Audio file to text?

Status
Not open for further replies.

snoack321

Member
Joined
May 4, 2022
Messages
25
Reaction score
6
Location
Pleasanton, CA
Is there a proscan add on or other software you can add to convert audio files to text to stream host on web server? Thanks in advance.
 

a417

Active Member
Joined
Mar 14, 2004
Messages
4,665
Reaction score
3,530
can you describe your use-case a little better? There are many ways to skin a cat, but I don't want you to be led down a dark and windy road that could end up in misery.
 

snoack321

Member
Joined
May 4, 2022
Messages
25
Reaction score
6
Location
Pleasanton, CA
LOL didn’t mean to be opaque.

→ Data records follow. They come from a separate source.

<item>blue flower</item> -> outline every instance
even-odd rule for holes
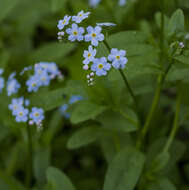
[[[2,75],[4,72],[4,69],[0,69],[0,75]]]
[[[71,16],[66,15],[62,20],[59,20],[58,25],[57,25],[58,29],[62,30],[64,26],[69,24],[70,19],[71,19]]]
[[[76,23],[81,23],[84,19],[89,17],[90,12],[84,13],[84,11],[80,11],[77,16],[72,17],[72,21]]]
[[[70,114],[67,112],[68,109],[68,104],[64,104],[63,106],[60,107],[60,113],[65,117],[65,118],[70,118]]]
[[[91,70],[95,71],[97,76],[106,75],[110,68],[111,65],[107,62],[105,57],[95,59],[93,65],[91,66]]]
[[[42,108],[33,107],[29,117],[34,123],[39,125],[45,118],[44,111]]]
[[[15,114],[16,122],[26,122],[28,120],[28,113],[28,109],[25,109],[23,106],[20,106]]]
[[[85,50],[83,53],[83,57],[85,60],[83,61],[83,64],[88,65],[90,62],[93,62],[96,55],[96,49],[93,49],[92,46],[89,46],[88,50]]]
[[[126,0],[119,0],[119,6],[126,5]]]
[[[82,41],[83,40],[83,33],[85,32],[83,27],[78,27],[77,24],[72,24],[72,28],[68,28],[66,33],[69,34],[68,39],[70,41]]]
[[[19,109],[23,107],[24,98],[13,98],[11,104],[9,104],[9,109],[12,111],[13,115],[17,115]]]
[[[0,93],[2,92],[4,86],[5,86],[5,80],[3,77],[0,77]]]
[[[85,35],[85,41],[91,41],[93,46],[98,46],[98,42],[104,40],[104,35],[101,33],[102,28],[100,26],[96,26],[93,28],[92,26],[87,27],[88,34]]]
[[[125,50],[118,50],[116,48],[111,49],[111,54],[108,56],[108,60],[112,62],[112,66],[115,69],[123,69],[128,62],[125,57]]]
[[[39,86],[48,86],[49,83],[50,83],[51,78],[46,72],[43,71],[39,75],[39,80],[40,80],[40,85]]]
[[[101,0],[89,0],[89,6],[96,7],[100,2]]]
[[[28,86],[28,92],[37,92],[39,86],[41,85],[39,77],[37,75],[31,76],[27,81],[26,85]]]
[[[69,104],[74,104],[74,103],[81,101],[81,100],[83,100],[82,96],[73,95],[73,96],[71,96],[71,98],[69,100]]]
[[[20,83],[14,77],[15,77],[15,73],[12,73],[9,76],[9,79],[7,81],[7,95],[8,96],[11,96],[12,94],[16,94],[21,87]]]
[[[116,26],[116,24],[112,22],[102,22],[102,23],[96,23],[97,26]]]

I finally figured out a file saving hierarchy that helps me find a audio file that contains something pertinent to my neighborhood. But it’s still an audio file and would greatly help me share information with neighborhood if I had a transcript (70% accurate) of the event. A bit wordy but that’s the use case. I’ve tried several apps and online services but thus far but none appear to be remotely useful (InqScribe, Otter.ai, Ibm Watson). TIA scott
 

KD0TAZ

Member
Joined
Dec 26, 2010
Messages
334
Reaction score
16
Location
Kansas
Radio transcription is pretty awful with off the shelf speech recognition products. I've tried a few and it really doesn't work at all . Personnel tend to talk fast and their jargon confuses it (regular speech-to-text models are designed to interpret standard conversational or dictated speech which doesn't include 10-codes, phonetic spellings, lots of last names, street names, etc). There is a guy who is using AI and training models to enhance it, but it's still not there yet.
 

xicarusx

Member
Feed Provider
Joined
Oct 2, 2008
Messages
116
Reaction score
84
Location
Sayre, PA
So I saw this post the other day and decided to give it a shot myself. Yea its not perfect, and its can be weird at times, but its kinda fun.

My transcription from the call (Actual):
Department 21, traffic control requested, Wysox Township. In front of the Sheetz on golden mile road. For motor vehicle accident. No injuries. Wysox three on scene.


The softwares transcription of the call:
Department twenty one, traffic control requested. Wisex Township. In front of the sheets and the golden mile road. Front motor vehicle exit. No injuries. Wisex three n c.
 

xicarusx

Member
Feed Provider
Joined
Oct 2, 2008
Messages
116
Reaction score
84
Location
Sayre, PA
What software did you use for this xicarusx?

I used Python and an API called Deepgram. Example script below... you will need a deepgram API key which is free and will allow you to transcribe 200 hours of audio before you need to pay. I have found the phone call model works best, and enhanced tier gives even better results.

Python:
import asyncio
from deepgram import Deepgram

deepgram_api_key = '' # insert your api key here
path_to_file = '/home/pi/audio/Litchfield_26_2022_07_29_13_23_26.mp3' # Absolute path to file
file_mime_type = 'audio/mp3' # Mimetype of the file Examples: 'audio/wav' 'audio/mp3'

async def main():
    # Initializes the Deepgram SDK
    dg_client = Deepgram(deepgram_api_key)
    
        with open(PATH_TO_FILE, 'rb') as audio:
        source = {'buffer': audio, 'mimetype': file_mime_type}
        # settings options to include puncuation phonecall model and enhanced tier
        options = {'punctuate': True, 'language': 'en', 'model': 'phonecall', 'tier': 'enhanced'}
        
        response = await dg_client.transcription.prerecorded(source, options)
        transcript = response["results"]["channels"][0]["alternatives"][0]["transcript"]
        if transcript:
            print(transcript)
        else:
            print("No Transcription")
            
asyncio.run(main())

Example of a recent call:
Dispatch Audio: https://bcfirewire.com/audio/Litchfield_26_2022_07_29_13_23_26.mp3
Transcription: "Apartment twenty six. Curt Valley m Mass and Rescue Lakeville Township near the intersection of Riverside Drive in Park Hollow Road for working vehicle fire."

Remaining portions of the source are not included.